Noch im Dezember soll Microsoft die Kommission darüber in Kenntnis gesetzt haben, dass der Auswahlschirm nach wie vor in Windows integriert sei. Doch Konkurrenten Microsofts hätten jetzt Beschwerde eingelegt, dass seit dem Update auf Windows 7 auch dieser Auswahlbildschirm verschwunden sei. Und das bis heute. Wie der Kommissar mitteilt, habe Microsoft diese Berichtet auch bestätigt.

“Sollte sich diese Missachtung von EU-Recht nachweisen lassen, wird es Sanktionen geben”, erklärte Almunia. Der Kommissar werde alle zur Verfügung stehenden Mittel und Instrumente einsetzen zu wollen. Als äußerste Strafe kann die Kommission ein Bußgeld von bis zu 10 Prozent des Jahresumsatzes erheben. Zudem werde die Kommission ernste Konsequenzen ziehen, sollte Microsoft die Vereinbarung aus dem Jahr 2009 nicht wieder voll umsetzen.

Kritik an Microsoft gibt es derzeit nicht nur in der EU. Auch der Rechtsausschuss des US-Senates hatte sich vor wenigen laut US-Medien mit der Browser-Frage in Windows auseinandergesetzt. Die Mozilla Foundation sowie Google hatten sich beschwert, dass Microsoft versuche, in der Version Windows 8, konkurrierende Browser auszuschließen. Mozilla hatte sich auf eine Ankündigung Microsofts berufen, dass auf Windows RT, der Version für die ARM-Architektur, aus Sicherheits- und Stabilitätsgründen keine Browser von Drittherstellern zugelassen werden. Auch hier könnte Microsoft eine Kartelluntersuchung drohen.
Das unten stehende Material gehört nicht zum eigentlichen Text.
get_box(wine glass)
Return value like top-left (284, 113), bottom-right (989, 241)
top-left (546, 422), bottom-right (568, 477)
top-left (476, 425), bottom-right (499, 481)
“Erstens hat Microsoft einen Browser, der im Klassik-Modus unter Windows für ARM läuft. Sie geben uns nicht denselben Zugang, um einen Browser im Klassik-Modus auszuführen. Zweitens hat Microsoft einen Browser, der im Metro-Modus unter Windows für ARM läuft und auf APIs zugreift, die sie Metro-Browsern von Drittanbietern unter Windows für ARM verweigern. Uns wird also die Möglichkeit genommen, irgendeinen Browser für Klassik ausliefern, und auch die Möglichkeit, einen konkurrenzfähigen Browser für Metro zu entwickeln”, so Mozilla-Sprecher Asa Dotzler damals. Mozilla fühle sich an den so genannten Browserwar der 90er-Jahre erinnert, obwohl Microsoft mit Windows bislang weit von einer Monopolstellung bei Tablets entfernt ist.

Update:
Microsoft hat auf die Ankündigung aus Brüssel sofort mit einer Aussendung reagiert. Ein technischer Fehler, so heißt es da, habe dazu geführt, dass der Auswahlbildschirm, der “Browser Choice Screen” (BCS) nicht mehr zu sehen war. Allerdings, so schränkt der Hersteller ein, trete der Fehler lediglich mit dem Service Pack 1 für Windows 7 auf. In der ursprünglichen Version, sei der BCS enthalten. Rund 28 Millionen Anwender von SP 1 hätten demnach mit dem Rollout kein BCS bekommen. Derzeit werde an einer Lösung des Problems gearbeitet und weiter heißt es: “Wir bedauern diesen Fehler sehr und wir entschuldigen uns dafür.”

Bis Ende der Woche wolle Microsoft den Fehler über die Update-Funktion von Windows 7 beheben. 90 Prozent der Nutzer hingegen hätten laut Microsoft jedoch den BCS bekommen, denn die Mehrzahl der Anwender verwende ältere Windows-Versionen wie XP, Vista oder Windows 7. Außerdem wolle Microsoft die Dauer der kartellrechtlichen Maßnahme freiwillig um 15 Monate verlängern.

Microsoft bemüht sich offensichtlich um Schadensbegrenzung. Erst vor wenigen Wochen hatte ein EU-Gericht das Bußgeld, das die EU 2008 in Höhe von 900 Millionen Euro wegen Kartellverstößen auferlegt hat, bestätigt. Auch wenn die Höhe leicht auf 860 Millionen Euro reduziert wurde. Bis dato hat Microsoft wegen verschiedener Kartellverfahren rund 1,6 Milliarden Euro nach Brüssel überwiesen.